[A snippet from a writing project in gestation, which will probably make very little sense if you haven’t read these other snippets: Square one, No importa, New tables, Belly of the beast, No turning back, Memories, dreams, reflections, El campo de pueblo, Wait and see, Bug in the Jug, & Only now.]
Here on the Pueblo, when it rains, it comes down hard. I’m talking a fucking deluge. The sky just opens up and dumps it all on you – clouds, birds, airplanes, stars – the whole enchilada. It could go on like this for an hour, then suddenly stop, as if a giant, unseen hand just turned off the celestial faucet. A minute later it might come down again in a torrent, for another hour or more. It went on like this all day yesterday, and all through the night.
Of course, I needed to get to San Pedro to see the doctor about my knee. Turns out, my travel insurance will cover the cost of an MRI, as long as El Doctor makes the referral. Jesús didn’t seem concerned about the rain, the condition of the roads, etc., so we headed out about 4:15pm. We managed to get there unharmed, although Jesús did mention as we crossed “the bridge” that there was a good chance it would be under water by the time we returned. “Then what?” I asked, naively. Well, then we’d just have to sit there and wait for the river to go down. Might take several hours, assuming the rain stops. No importa!
Anyway, it was a long wait to see the doc, but once we got in, he quickly went to work on the knee, taking it through all the drills.

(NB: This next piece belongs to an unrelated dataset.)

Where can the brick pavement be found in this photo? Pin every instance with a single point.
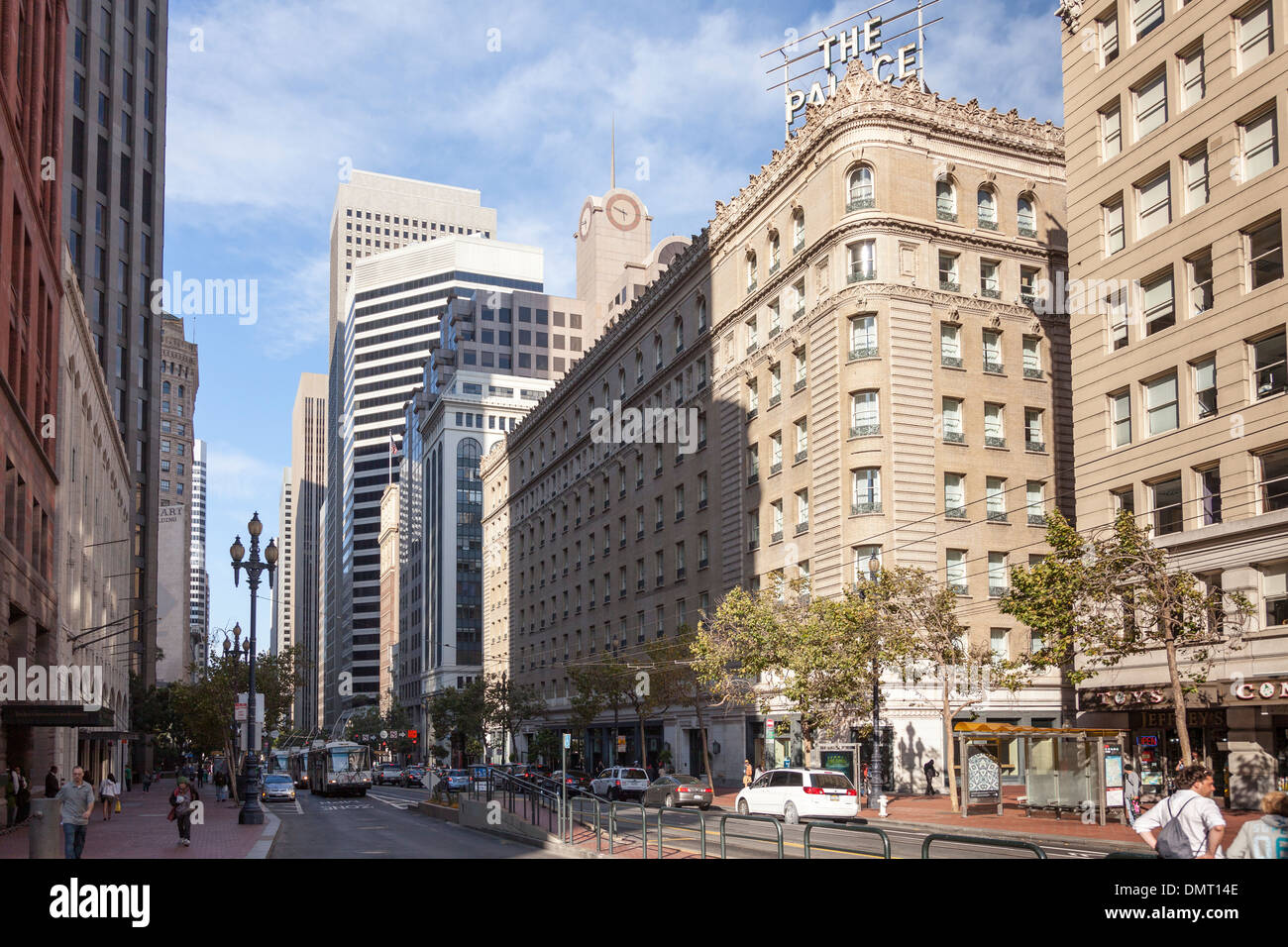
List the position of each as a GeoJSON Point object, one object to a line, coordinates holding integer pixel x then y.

Of course, the whole exchange had to be translated, the doctor asking me “Does it hurt when I do this?” and me wincing and resisting, but for the most part relating that I didn’t feel any sharp pain, just some discomfort and weird sensations (and fear that at any moment I’d be in agony as a result of his manipulations). The lack of pain seemed to perplex the doc, leading him to believe that the complete ligament tear he was sensing must have been the result of an old injury. “If it was recent, he’d be in more pain” he explained to Molly. He theorized that this old injury caused instability in the knee, causing the meniscus to tear during the soccer game. I told Molly to tell him that, with all due respect, his theory didn’t make sense to me. I’ve only injured my left knee once, seven years ago, and the MRI at that time showed no ligament damage, just a fracture. It healed fine and I’ve had no injuries since. Knee solid as a rock. Played sports a zillion times with total stability. Surely, I haven’t since shredded my knee ligament, without a hint of pain or swelling to indicate an injury took place? Besides, I said, I felt my knee get torn to shreds two weeks ago on the soccer field, with the pain being primarily where the torn ligament used to be. The doctor stuck to his guns, however, insisting the torn ligament must be from an old injury. At that moment, what little confidence I had in him vanished. Worse than being dead wrong, he was setting me up for an insurance nightmare. Old injury = pre-existing condition = no coverage for repair. And surgical repair will be necessary, he said, if I hope to ever play sports again. And I do hope.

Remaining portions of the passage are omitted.